“In 1897 and again in 1910, Danish pioneers arrived at Hansen Lagoon to settle, raise crops and fish. After several years of hardship, they were forced by the elements of nature to give up their struggles and leave.”
“Today, little remains of the Danish settlement except the names – Nels Bight, Hansen Lagoon, Frederiksen Point.”

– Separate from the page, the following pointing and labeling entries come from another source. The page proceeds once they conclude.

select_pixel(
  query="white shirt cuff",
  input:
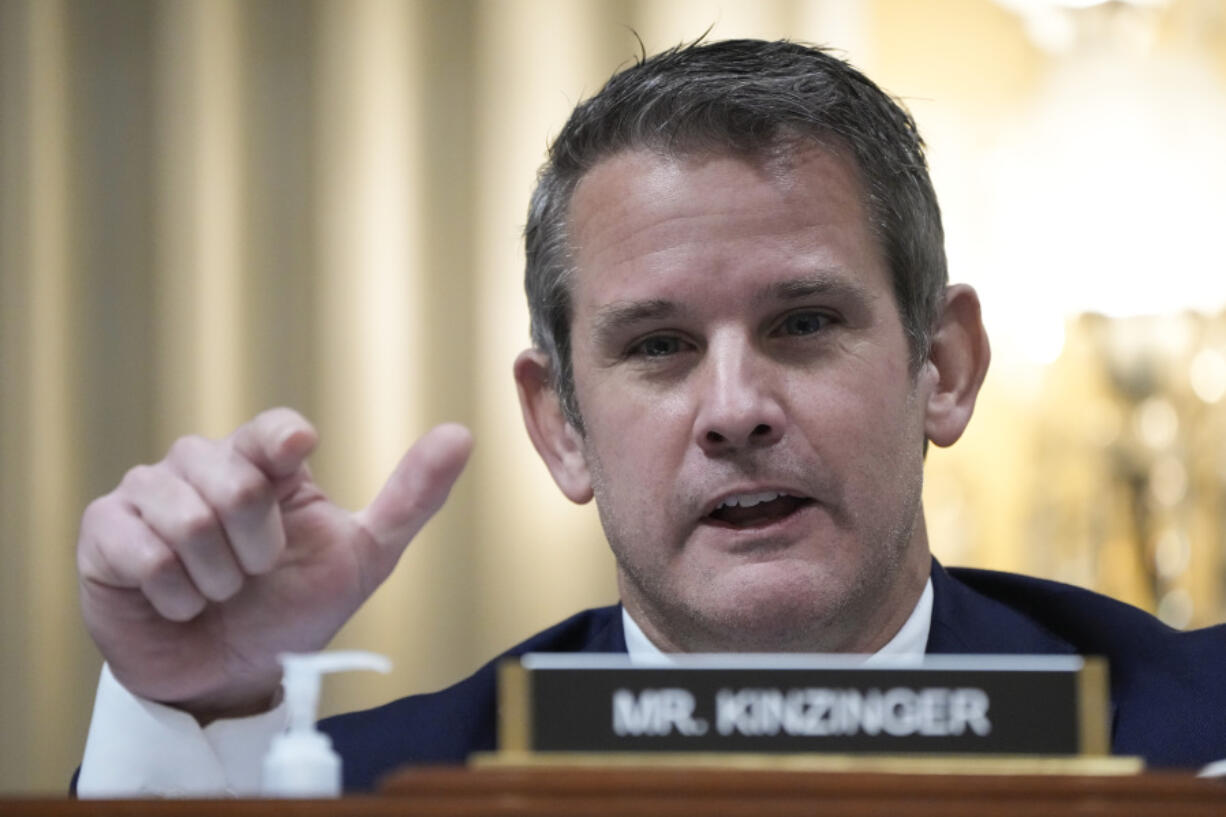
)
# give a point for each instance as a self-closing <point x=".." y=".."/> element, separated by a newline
<point x="137" y="747"/>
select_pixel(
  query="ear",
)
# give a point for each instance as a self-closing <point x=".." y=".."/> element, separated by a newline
<point x="958" y="362"/>
<point x="555" y="439"/>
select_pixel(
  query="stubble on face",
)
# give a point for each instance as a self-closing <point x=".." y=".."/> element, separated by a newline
<point x="705" y="234"/>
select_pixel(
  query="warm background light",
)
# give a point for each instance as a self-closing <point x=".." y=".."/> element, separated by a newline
<point x="212" y="206"/>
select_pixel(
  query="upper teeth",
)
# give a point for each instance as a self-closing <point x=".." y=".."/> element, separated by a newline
<point x="749" y="499"/>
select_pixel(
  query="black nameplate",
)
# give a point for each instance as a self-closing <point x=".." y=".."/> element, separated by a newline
<point x="1048" y="705"/>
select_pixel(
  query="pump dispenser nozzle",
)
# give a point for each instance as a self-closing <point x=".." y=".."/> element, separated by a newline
<point x="300" y="762"/>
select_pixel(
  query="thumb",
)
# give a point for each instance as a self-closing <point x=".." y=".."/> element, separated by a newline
<point x="417" y="488"/>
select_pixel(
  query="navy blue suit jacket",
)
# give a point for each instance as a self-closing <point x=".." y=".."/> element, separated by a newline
<point x="1166" y="686"/>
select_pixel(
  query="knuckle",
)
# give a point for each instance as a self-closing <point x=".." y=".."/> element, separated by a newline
<point x="137" y="477"/>
<point x="186" y="448"/>
<point x="193" y="525"/>
<point x="156" y="564"/>
<point x="96" y="514"/>
<point x="243" y="491"/>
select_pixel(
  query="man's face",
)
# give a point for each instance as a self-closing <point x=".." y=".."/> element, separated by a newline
<point x="753" y="432"/>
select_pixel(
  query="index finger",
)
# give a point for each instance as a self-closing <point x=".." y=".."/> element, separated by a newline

“Thanks to those same unrelenting forces of nature, there are only a few fragile buildings and other man-made relics left. Some historic trails still exist, but they aren’t well defined and only accessible by boat or major river estuaries, so we won’t see any of those on this trip. But one day, I’d sure like to,” she spoke longingly.
“Before those settlers, three native peoples – the Tlatlasikwala, Nakumgilisala and Yutlinuk – shared the Cape Scott area prior to white settlement.”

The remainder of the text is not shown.